Dopo un attimo di smarrimento iniziale, riprovò ad alzarsi nuovamente in piedi: questa volta ci riuscì con successo.

Avanzò lentamente verso il bagno ed entrò dentro: si guardò allo specchio e il suo aspetto era tutt'altro che fresco e riposato.

Scure e violacee occhiaie facevano capolino da sotto i suoi occhi verdi, che parevano stanchi e spenti: la sua pelle sembrava più ruvida al tatto, come se fosse invecchiata di colpo, e verso il collo spuntavano delle piccole bollicine rosse.

Damian le toccò con la mano, ma non sentiva prurito o fastidio, sembravano più foruncoli acneici che qualche altra forma di dermatite.

Arcuò di più la vista e ciò gli permise di notare quello che ai suoi occhi era sfuggito prima : i due fori, quelli che lo tormentavano da giorni ma che aveva imparato ad ignorare, sembravano spiccare ancora di più sulla pelle.
Li sfiorò e sentì uno strano formicolio partite dalla carotide—dato che era lì che si trovavano—e irradiarsi ovunque: sul petto, sulle braccia, sulla schiena e sulle gambe.

Era come se una leggera scarica elettrica gli avesse attraversato il corpo: si guardò di nuovo allo specchio e spalancò gli occhi.

Ok, devo essere impazzito o qualcosa del genere, pensò.

La figura riflessa mostrava sempre il solito Damian, gli occhi vivaci, la pelle tornata morbida al tatto: la strana dermatite acneica era scomparsa; l'unica cosa che si poteva notare erano sempre i soliti fori, anche se la loro grandezza era diminuita notevolmente.

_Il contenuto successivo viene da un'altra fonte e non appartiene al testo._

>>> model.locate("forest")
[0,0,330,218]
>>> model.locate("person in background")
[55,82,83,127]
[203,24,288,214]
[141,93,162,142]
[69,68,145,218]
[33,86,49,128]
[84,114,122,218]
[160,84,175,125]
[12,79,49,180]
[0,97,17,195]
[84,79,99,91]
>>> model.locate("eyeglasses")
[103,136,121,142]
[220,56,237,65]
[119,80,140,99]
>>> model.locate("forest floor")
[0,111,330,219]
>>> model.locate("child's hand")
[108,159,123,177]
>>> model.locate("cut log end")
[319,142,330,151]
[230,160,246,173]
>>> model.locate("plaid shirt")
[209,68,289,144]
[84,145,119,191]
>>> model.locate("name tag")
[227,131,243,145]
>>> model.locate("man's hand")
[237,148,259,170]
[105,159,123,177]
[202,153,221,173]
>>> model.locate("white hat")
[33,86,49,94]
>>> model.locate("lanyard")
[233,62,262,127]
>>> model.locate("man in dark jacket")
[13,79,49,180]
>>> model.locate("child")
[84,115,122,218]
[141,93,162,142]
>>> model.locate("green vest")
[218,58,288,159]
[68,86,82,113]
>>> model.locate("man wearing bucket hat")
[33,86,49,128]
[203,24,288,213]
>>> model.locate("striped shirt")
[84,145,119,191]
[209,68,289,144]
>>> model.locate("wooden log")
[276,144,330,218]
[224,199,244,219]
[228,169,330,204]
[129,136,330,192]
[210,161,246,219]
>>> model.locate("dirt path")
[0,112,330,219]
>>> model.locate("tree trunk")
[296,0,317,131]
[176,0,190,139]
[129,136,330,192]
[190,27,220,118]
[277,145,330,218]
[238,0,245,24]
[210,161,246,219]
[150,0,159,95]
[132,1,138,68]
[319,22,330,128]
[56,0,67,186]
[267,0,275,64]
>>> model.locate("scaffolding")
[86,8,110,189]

Scosse la testa e ridacchiò sommessamente poi si abbassò verso il lavabo e aprì il rubinetto, mise le mani a conca e si portò l'acqua fresca sul viso più e più volte.

Devo decisamente cambiare vita, pensò riferito allo strano momento appena vissuto.

Chiuse l'acqua, prese l'asciugamano posto sul mobile accanto al lavabo e se lo portò al viso tamponando piano: dopodiché si diede un'ultima occhiata veloce allo specchio, come per assicurarsi un'ultima volta che fosse tutto a posto.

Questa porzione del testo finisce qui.